I remember in high school taking calculus. It was the hardest thing I ever did up to that point in my life. At the time, I was a disrespectful delinquent, but I got good grades since I wanted to go to med school. My calculus teacher, Mrs. Lynch, was super strict. She never let anything slide. Why should she have? Math is exact, and you can’t ever make 2+2=5.
Even though I joined in the fun of mocking her behind her back, my heart showed me something else about Mrs. Lynch. She cared. Sure she was tough. She never really joked or gave us a break. When you were wrong, she didn’t try to sugar coat it. Her correction was unbending. But I learned math.
She helped me do things I could never do on my own despite my weakness and reluctance. Even my immature, selfish teenage mind saw that somehow. She knew we made fun of her. Still, she persevered and stayed faithful to her mission. She was a tough person – not just in being strict – but as in durable and strong. Remembering it now, she was a Christ-like figure in my life. Thank you Mrs. Lynch for caring. You made me better than I was on my own.
God cares too.

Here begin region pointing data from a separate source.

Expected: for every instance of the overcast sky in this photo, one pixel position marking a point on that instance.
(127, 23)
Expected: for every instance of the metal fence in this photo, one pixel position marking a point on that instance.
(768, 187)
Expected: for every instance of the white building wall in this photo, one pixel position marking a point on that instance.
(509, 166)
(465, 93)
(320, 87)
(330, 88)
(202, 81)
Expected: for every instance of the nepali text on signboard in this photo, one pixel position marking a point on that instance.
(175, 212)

If you walk with Christ, he’s not going to let things slide just to make life easier. Yes, he forgives it all, but in the process he wants to make you better. So he’s going to break you. It’s the only way to rebuild you stronger again.
Another reason I believe this happens is to keep me humble. Jesus was so perfectly humble that he never needed correction. My pride and vanity sometimes rise up, and God smacks them down. I want him to do this. If not, I fully realize the monster I can become. His correction is mercy. It’s the love of a Father teaching his child.

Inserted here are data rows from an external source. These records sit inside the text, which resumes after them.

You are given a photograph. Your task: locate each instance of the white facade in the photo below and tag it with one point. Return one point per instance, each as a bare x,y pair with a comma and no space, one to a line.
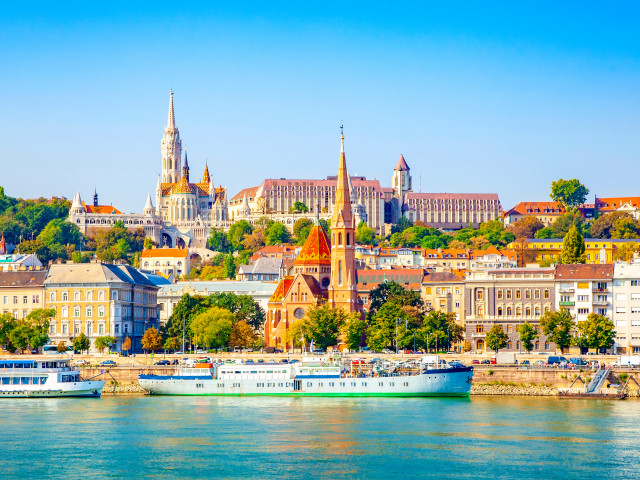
626,306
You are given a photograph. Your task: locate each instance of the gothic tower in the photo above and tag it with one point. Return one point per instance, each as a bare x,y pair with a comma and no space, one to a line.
171,148
343,286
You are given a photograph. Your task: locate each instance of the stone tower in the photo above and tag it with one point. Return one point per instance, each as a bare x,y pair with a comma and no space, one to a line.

I’ve read these verses from Hebrews so many times I’ve lost count.
And have you forgotten the exhortation which addresses you as sons?—
“My son, do not regard lightly the discipline of the Lord,
nor lose courage when you are punished by him.
For the Lord disciplines him whom he loves,
and chastises every son whom he receives.”
It is for discipline that you have to endure. God is treating you as sons; for what son is there whom his father does not discipline? If you are left without discipline, in which all have participated, then you are illegitimate children and not sons. Besides this, we have had earthly fathers to discipline us and we respected them. Shall we not much more be subject to the Father of spirits and live? For they disciplined us for a short time at their pleasure, but he disciplines us for our good, that we may share his holiness. For the moment all discipline seems painful rather than pleasant; later it yields the peaceful fruit of righteousness to those who have been trained by it.
Therefore lift your drooping hands and strengthen your weak knees, and make straight paths for your feet, so that what is lame may not be put out of joint but rather be healed.
Therefore let us be grateful for receiving a kingdom that cannot be shaken, and thus let us offer to God acceptable worship, with reverence and awe; for our God is a consuming fire.
Hebrews 12:5-13, 28-29
That last line always nails me… “a consuming fire”. That’s the power of God’s love and grace. He desires all of us. He wants to give us every chance to be better.
So break me Lord, as you see fit. I know I won’t enjoy it, but if it serves to glorify you, then may your will be done. Then gather me up again. Hold me tenderly, restore me, and set me on my feet again.